The Bulldogs scored 40-plus points in each of their first four games, albeit against vastly-outmatched competition. In a 38-12 trouncing of Tennessee in Athens, the Bulldogs ran for over 250 yards while holding the Volunteers to just 66 yards.
Georgia Tech entered its November 24 road contest in Athens with the No. 1 rushing offense in the nation. It finished with 128 yards and quarterback TaQuon Marshall was bottled up all afternoon. The Bulldogs’ five consecutive wins to end the regular season were enough for many to ignore the team’s 36-16 embarrassment at the hands of LSU.
Then came the drop-off, and what the Bulldogs’ 2018 season will likely be remembered for.
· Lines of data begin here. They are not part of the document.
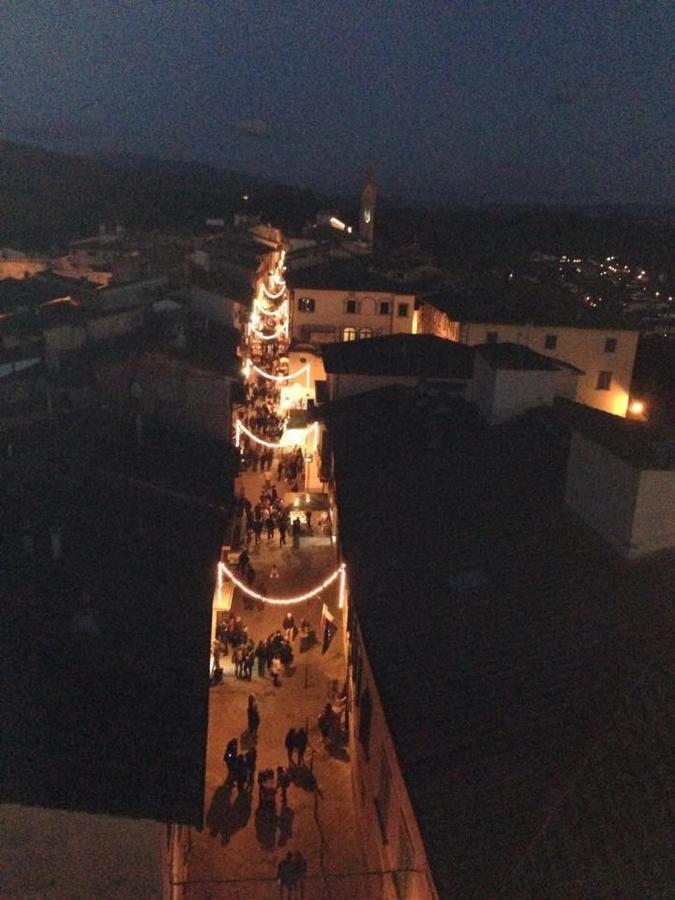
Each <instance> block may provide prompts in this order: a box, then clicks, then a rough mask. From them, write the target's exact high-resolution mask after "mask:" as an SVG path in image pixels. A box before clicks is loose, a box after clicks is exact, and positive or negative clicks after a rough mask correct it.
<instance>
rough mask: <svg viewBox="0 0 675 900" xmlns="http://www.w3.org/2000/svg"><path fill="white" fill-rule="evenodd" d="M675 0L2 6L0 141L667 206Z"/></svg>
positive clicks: (289, 174)
mask: <svg viewBox="0 0 675 900" xmlns="http://www.w3.org/2000/svg"><path fill="white" fill-rule="evenodd" d="M674 10H675V7H673V5H672V4H671V3H669V2H660V0H651V2H622V0H587V2H583V3H581V2H556V0H545V2H541V3H540V2H536V0H524V2H519V3H515V2H507V0H498V2H490V3H488V2H485V3H480V2H466V3H461V2H450V0H447V2H426V0H416V2H412V0H410V2H401V3H395V2H382V3H380V2H367V0H359V2H345V0H341V2H338V0H335V2H325V0H323V2H322V0H313V2H295V0H290V2H287V3H283V4H281V3H278V2H276V0H275V2H269V0H243V2H229V0H210V2H205V0H185V2H179V0H156V2H153V0H126V2H125V0H116V2H112V0H111V2H106V0H88V2H86V0H64V2H56V0H38V2H36V0H4V2H3V4H2V8H1V10H0V57H1V59H2V70H1V74H0V128H1V129H2V136H3V137H6V138H10V139H15V140H25V141H28V142H34V143H38V144H41V145H43V146H48V147H51V148H54V149H60V150H65V151H73V150H76V151H81V152H87V153H90V152H97V153H98V152H103V153H120V152H132V153H140V154H144V155H149V156H161V157H176V158H182V159H196V160H201V161H204V162H208V163H212V164H215V165H218V166H223V167H226V168H231V169H239V170H243V171H249V172H252V173H255V174H260V175H263V176H265V177H269V178H273V179H275V180H281V181H286V182H290V183H294V184H300V185H307V186H311V187H314V188H318V189H328V190H343V189H352V190H353V189H354V186H355V185H357V184H358V183H359V181H360V178H361V174H362V172H363V169H364V168H365V166H366V164H367V163H368V162H369V161H372V163H373V164H374V167H375V171H376V174H377V177H378V181H379V183H380V185H381V188H382V190H383V191H384V192H385V193H386V194H388V195H390V196H394V195H397V196H404V197H408V198H417V199H419V200H421V201H425V200H431V199H436V200H438V199H444V197H445V196H446V195H447V196H448V198H455V199H461V200H467V199H468V200H490V201H498V202H527V201H532V200H536V201H550V202H556V201H564V202H589V201H590V202H599V201H610V202H644V203H650V202H672V200H673V197H674V196H675V179H674V177H673V166H672V150H673V137H674V135H675V127H674V125H675V122H674V117H673V103H672V89H673V67H672V62H671V61H670V60H671V52H672V47H673V44H674V38H675V33H674V32H675V28H674V22H675V11H674Z"/></svg>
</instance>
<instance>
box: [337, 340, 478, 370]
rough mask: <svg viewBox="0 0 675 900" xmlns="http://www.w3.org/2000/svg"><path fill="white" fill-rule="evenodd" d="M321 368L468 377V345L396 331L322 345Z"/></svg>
mask: <svg viewBox="0 0 675 900" xmlns="http://www.w3.org/2000/svg"><path fill="white" fill-rule="evenodd" d="M321 353H322V356H323V362H324V368H325V370H326V372H327V373H329V374H331V375H337V374H340V375H341V374H348V373H355V374H360V375H411V376H419V377H428V378H458V379H467V378H470V377H471V371H472V369H473V354H474V351H473V349H472V348H471V347H467V346H465V345H464V344H457V343H455V342H454V341H446V340H445V339H443V338H438V337H435V336H434V335H430V334H396V335H388V336H386V337H379V338H369V339H367V340H361V341H341V342H338V343H335V344H322V346H321Z"/></svg>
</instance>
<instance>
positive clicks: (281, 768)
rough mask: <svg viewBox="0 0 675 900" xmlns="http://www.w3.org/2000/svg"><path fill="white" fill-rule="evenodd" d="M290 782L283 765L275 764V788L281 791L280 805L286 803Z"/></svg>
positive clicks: (290, 777)
mask: <svg viewBox="0 0 675 900" xmlns="http://www.w3.org/2000/svg"><path fill="white" fill-rule="evenodd" d="M290 784H291V776H290V775H289V774H288V772H287V771H286V769H284V767H283V766H277V790H278V791H280V792H281V805H282V806H286V804H287V803H288V788H289V786H290Z"/></svg>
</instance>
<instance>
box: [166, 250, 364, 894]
mask: <svg viewBox="0 0 675 900" xmlns="http://www.w3.org/2000/svg"><path fill="white" fill-rule="evenodd" d="M282 264H283V258H282V261H281V263H280V267H279V270H278V272H277V273H276V274H275V275H274V276H272V279H271V281H270V282H269V284H268V286H265V284H261V285H260V287H259V289H258V292H257V296H256V298H255V299H254V304H253V312H252V316H251V323H250V325H249V327H248V334H247V340H246V343H245V347H244V370H245V372H246V374H247V403H246V405H245V406H244V407H242V408H241V409H240V410H238V412H237V416H238V418H237V421H238V422H241V423H242V425H243V426H244V429H245V430H244V429H242V430H241V434H240V433H239V426H238V425H237V434H236V437H237V440H239V439H241V452H242V458H243V462H244V470H243V471H242V473H241V474H240V476H239V478H238V479H237V484H236V495H237V497H238V498H240V507H241V515H240V523H241V528H240V534H241V544H240V546H237V547H236V548H234V547H233V548H232V551H231V552H230V554H229V557H228V558H227V560H226V564H227V565H228V571H230V572H231V573H233V574H234V575H235V577H237V579H238V580H239V582H240V585H241V587H234V590H233V591H232V586H231V584H229V585H228V584H227V582H228V579H227V577H226V578H225V582H226V587H229V588H230V591H229V593H231V594H232V602H231V608H230V609H229V610H227V611H225V612H221V613H220V614H219V616H220V621H221V622H222V623H223V624H222V625H221V629H220V630H219V635H220V637H221V640H219V641H218V642H217V653H218V654H219V659H218V664H219V666H220V668H222V679H221V680H219V683H216V684H214V685H213V686H212V687H211V689H210V703H209V732H208V750H207V774H206V789H205V802H206V808H205V813H204V820H205V824H204V828H203V830H202V831H201V832H198V831H194V832H193V834H192V841H191V851H190V856H189V860H190V861H189V872H188V879H187V881H188V883H187V884H186V885H185V890H184V896H185V898H186V900H206V898H213V900H216V898H223V900H225V898H233V900H235V898H236V900H258V898H260V900H262V898H270V900H271V898H279V897H281V896H283V897H284V898H285V897H298V898H299V897H305V898H307V900H313V898H334V900H338V898H344V897H350V898H353V900H359V898H363V900H366V898H369V897H371V896H372V893H371V891H370V889H369V885H368V879H367V878H365V879H364V878H363V876H361V875H360V874H358V873H360V872H362V870H363V866H362V859H361V852H360V846H359V833H358V827H357V822H356V820H355V815H354V806H353V803H352V773H351V763H350V758H349V751H348V746H347V743H346V741H345V740H344V738H343V734H344V726H345V714H346V713H345V709H344V701H343V700H342V698H341V694H342V686H343V685H344V680H345V674H346V661H345V659H344V653H343V634H342V631H341V627H338V630H337V632H336V633H335V634H334V636H333V638H332V640H331V641H330V643H329V645H328V647H327V649H326V650H325V652H323V651H324V646H323V638H324V633H325V632H324V627H323V626H324V623H325V619H322V610H323V609H324V608H327V609H328V610H329V612H330V614H331V615H333V616H334V617H335V622H336V624H339V625H340V626H341V616H340V614H339V612H338V604H339V585H340V579H339V577H337V578H336V577H334V576H335V573H336V571H337V570H338V565H339V564H338V559H337V554H336V548H335V543H334V540H333V537H332V534H331V527H330V521H329V520H328V519H327V517H326V516H325V515H323V516H322V517H321V518H320V517H319V514H318V513H314V518H312V516H311V515H310V517H309V522H308V521H307V516H306V513H305V512H304V511H303V510H302V509H299V510H295V509H294V507H293V500H292V497H297V492H298V491H300V492H302V491H303V488H304V480H303V479H304V475H305V473H304V465H303V450H306V448H303V447H301V446H299V445H298V443H297V437H298V431H297V430H294V432H293V440H294V441H295V443H293V444H291V445H289V443H288V442H287V441H286V440H285V439H286V438H287V433H286V432H287V427H286V426H287V425H288V422H289V419H290V416H291V415H295V416H297V415H300V416H302V415H303V410H304V409H306V400H305V402H304V403H303V402H302V401H303V399H304V398H306V396H307V392H306V391H305V390H304V389H303V390H298V389H297V384H298V382H299V381H300V378H295V377H294V372H293V371H292V370H291V371H289V367H288V358H287V356H286V355H285V354H286V353H287V351H288V341H287V315H288V313H287V310H288V299H287V291H286V289H285V283H284V281H283V277H282V273H283V269H282ZM305 368H306V367H305ZM296 369H297V364H296ZM270 370H271V371H270ZM265 371H269V374H270V375H271V376H273V377H269V378H268V377H266V376H262V375H261V374H260V372H265ZM294 382H295V386H296V394H295V396H293V392H292V391H289V392H286V391H284V390H283V388H286V387H290V386H293V385H294ZM303 388H304V381H303ZM289 393H290V394H291V398H292V399H291V402H293V408H292V409H291V410H290V411H289V410H288V409H287V408H286V409H284V408H283V406H282V403H281V401H282V400H285V399H286V397H288V394H289ZM284 394H286V397H284ZM298 395H299V396H300V397H301V398H302V399H300V400H299V401H298V399H297V397H298ZM284 405H285V404H284ZM304 414H305V415H306V411H305V412H304ZM305 425H306V423H305ZM309 431H310V429H307V430H306V432H305V434H307V432H309ZM252 435H255V437H252ZM256 438H258V439H259V440H256ZM275 445H281V446H280V447H279V448H277V447H276V446H275ZM260 454H267V456H268V458H267V460H265V456H264V455H263V457H262V459H261V458H260ZM270 456H271V458H270ZM280 461H284V462H285V463H286V465H285V468H284V470H283V471H280V470H279V462H280ZM265 463H266V464H267V466H269V468H266V469H265V471H262V467H263V465H264V464H265ZM272 489H274V490H272ZM291 489H292V490H291ZM308 496H309V495H308V494H305V497H308ZM285 498H286V502H285ZM288 503H290V504H291V507H290V509H289V508H288ZM289 513H290V515H289ZM263 516H264V517H265V520H266V519H267V518H269V517H270V516H272V517H273V523H274V528H273V530H272V532H271V533H272V537H271V538H270V536H269V530H268V527H267V524H266V521H265V522H263ZM256 519H257V520H258V521H259V522H260V523H261V524H257V523H256ZM294 523H295V524H294ZM280 525H281V530H280V528H279V526H280ZM284 525H285V526H286V528H287V533H286V535H285V536H284V537H285V541H282V540H281V533H282V532H283V531H284ZM247 526H248V527H247ZM256 531H257V532H258V534H257V535H256ZM294 532H295V533H294ZM244 549H246V555H245V556H244V557H243V559H242V558H241V552H242V550H244ZM246 556H247V557H248V559H247V558H246ZM331 576H333V577H331ZM328 580H330V584H329V585H328V586H326V587H325V588H323V589H321V590H319V591H318V592H317V590H316V589H317V588H318V587H321V585H323V584H324V582H326V581H328ZM249 592H250V593H249ZM308 593H313V596H311V597H310V598H309V599H306V600H302V601H301V602H297V600H295V598H297V597H299V596H302V595H304V594H308ZM260 596H265V597H267V598H269V600H268V602H264V603H263V602H261V601H260V599H259V597H260ZM286 599H287V600H288V601H289V602H288V603H285V602H284V603H281V602H278V601H279V600H286ZM274 601H277V602H274ZM324 605H325V607H324ZM288 613H290V614H291V615H292V616H293V621H294V628H293V629H292V630H291V631H290V632H286V635H287V636H288V637H291V638H292V639H291V640H290V654H292V661H289V659H288V656H289V649H288V645H286V646H285V647H284V648H283V650H282V652H281V653H280V654H278V656H280V657H281V658H282V659H283V660H284V662H283V665H282V664H281V660H278V661H277V662H275V663H274V665H272V660H271V659H269V667H268V660H264V661H263V663H261V664H259V660H258V659H257V658H256V660H255V662H254V664H253V667H252V673H251V676H250V680H249V679H248V678H247V677H238V676H237V674H236V672H235V663H234V660H235V659H236V655H235V654H236V650H237V647H239V646H241V647H242V648H244V647H246V646H248V647H249V648H254V647H257V646H258V644H259V642H260V641H266V640H267V639H268V638H270V639H271V641H270V642H268V648H269V647H270V646H273V647H278V646H279V645H280V643H281V641H282V638H281V635H277V636H276V638H275V637H274V636H275V634H276V633H277V632H280V631H281V632H283V626H284V624H286V625H287V624H288V622H286V623H284V618H285V616H286V615H287V614H288ZM302 626H304V627H302ZM244 629H245V631H244ZM308 633H309V636H308ZM275 655H277V654H275ZM269 656H271V652H269V650H268V657H269ZM274 668H278V669H280V670H281V674H280V675H279V677H278V679H277V681H278V684H277V685H275V683H274V681H275V679H274V678H273V670H274ZM261 670H262V671H263V674H262V675H261V674H260V671H261ZM251 696H252V697H253V698H254V702H255V704H256V706H257V710H258V714H259V718H260V725H259V728H258V731H257V735H256V736H252V735H251V733H250V731H249V727H248V725H249V723H248V720H247V707H248V705H249V702H250V701H249V698H250V697H251ZM327 704H330V705H331V709H332V710H333V712H332V713H331V728H330V731H329V733H328V734H327V736H326V735H325V734H324V733H322V730H323V732H326V728H325V718H324V719H322V722H321V725H322V726H324V727H323V729H322V728H320V727H319V717H320V716H321V714H322V712H323V711H324V710H325V708H326V705H327ZM301 728H304V729H305V730H306V733H307V737H308V746H307V750H306V752H305V756H304V764H301V765H298V760H297V751H296V752H294V753H293V756H292V760H293V761H292V763H291V764H290V765H289V756H288V750H287V747H286V746H285V739H286V736H287V734H288V732H289V730H290V729H296V730H298V729H301ZM233 739H236V741H237V748H236V750H237V753H239V754H243V755H245V754H246V753H247V752H248V751H250V750H251V749H255V751H256V754H255V756H256V759H255V765H256V771H255V774H254V775H253V777H252V778H249V779H247V780H246V783H244V780H243V779H240V783H239V784H238V783H237V779H236V772H235V771H234V769H233V774H232V776H231V777H230V779H229V780H228V766H227V764H226V762H225V760H224V752H225V748H226V746H227V745H228V743H229V742H230V741H232V740H233ZM249 761H250V754H249ZM279 766H281V767H283V768H284V769H285V770H286V772H287V774H288V778H289V782H290V783H289V784H288V787H287V788H286V790H284V789H283V782H284V780H285V775H284V774H283V773H282V775H281V779H279V777H278V773H277V768H278V767H279ZM235 768H236V763H235ZM265 770H272V771H273V773H274V779H273V780H272V781H269V782H267V785H266V786H269V788H271V789H268V790H267V791H266V794H265V801H266V802H264V803H263V805H261V803H260V800H261V796H262V790H261V786H260V784H259V776H260V775H261V773H263V772H264V771H265ZM272 789H273V790H272ZM284 795H285V796H284ZM289 852H290V853H292V854H297V853H300V854H301V856H302V860H304V864H305V866H306V874H305V877H304V878H301V877H295V876H296V875H297V872H298V865H299V867H300V870H302V868H303V865H302V863H301V862H300V863H297V860H296V868H295V869H293V867H291V868H290V873H291V877H290V879H289V881H290V882H291V884H289V885H288V886H283V885H280V884H279V882H278V867H279V864H280V863H282V862H283V860H284V858H285V857H286V855H287V854H288V853H289ZM285 871H286V872H288V871H289V869H286V870H285ZM293 882H295V883H294V884H293Z"/></svg>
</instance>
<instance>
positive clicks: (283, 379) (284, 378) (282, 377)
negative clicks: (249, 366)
mask: <svg viewBox="0 0 675 900" xmlns="http://www.w3.org/2000/svg"><path fill="white" fill-rule="evenodd" d="M251 368H252V369H253V371H254V372H257V373H258V375H262V376H263V378H269V379H270V381H290V380H291V378H297V377H298V376H299V375H303V374H304V373H305V372H309V363H307V364H306V365H304V366H303V367H302V368H301V369H298V370H297V372H291V373H290V374H289V375H272V374H271V373H270V372H265V371H263V369H260V368H258V366H256V365H252V366H251Z"/></svg>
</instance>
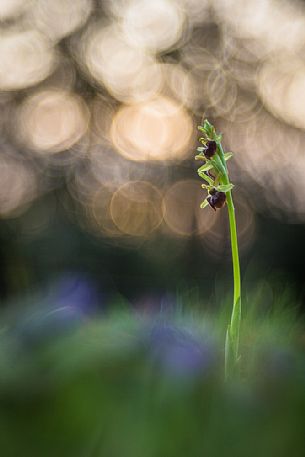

Trailing 28-21 midway through the fourth quarter of the SEC Championship, Alabama coach Nick Saban’s hand was forced into an emergency substitution. The Bulldogs bottled up Heisman finalist Tua Tagovailoa all afternoon. The sophomore went down injured. Enter Jalen Hurts, the quarterback Saban benched in last season’s national championship.
Hurts led two clutch touchdown drives, scrambled for the game-winning score, and the Crimson Tide eliminated Georgia from playoff contention.
The defense, reliable until Hurts’ emergency entry, faltered. Still, Smart pled his team’s case late into the night.
“Well, it boils down to one thing. Do you want the best four teams in or not?” the coach said. “It’s that simple.”
It wasn’t. Then came the New Year’s Day disaster.
Second-year coach Tom Herman and Texas had everything to play for. The Bulldogs? Not so much. After spending the evening of December 29 trashing Notre Dame during its blowout loss to Clemson, the UGA pot met its kettle Tuesday night in the French Quarter.
28-21 the Longhorns prevailed, the final score not nearly indicative of just how dominant the team from Austin looked.
As for how the Bulldogs looked? Well, not great (and certainly not like they cared). It was, in essence, a glorified scrimmage for a team that faltered on its goal of a second-consecutive CFP appearance. For No. 15 Texas, though, it was its Super Bowl, and a chance to embarrass an SEC team that just a few nights before claimed itself as one of the top-four.
An ugly night to cap a once-promising campaign, for a team that arguably overachieved the season before.
“We’re definitely going to (put this season behind us),” Fromm said. “Myself, a couple other of these leaders, we’re going to step up, and we’re going to have a great off‑season, come back better than ever.
“And I’m fired up for it and can’t wait for it.”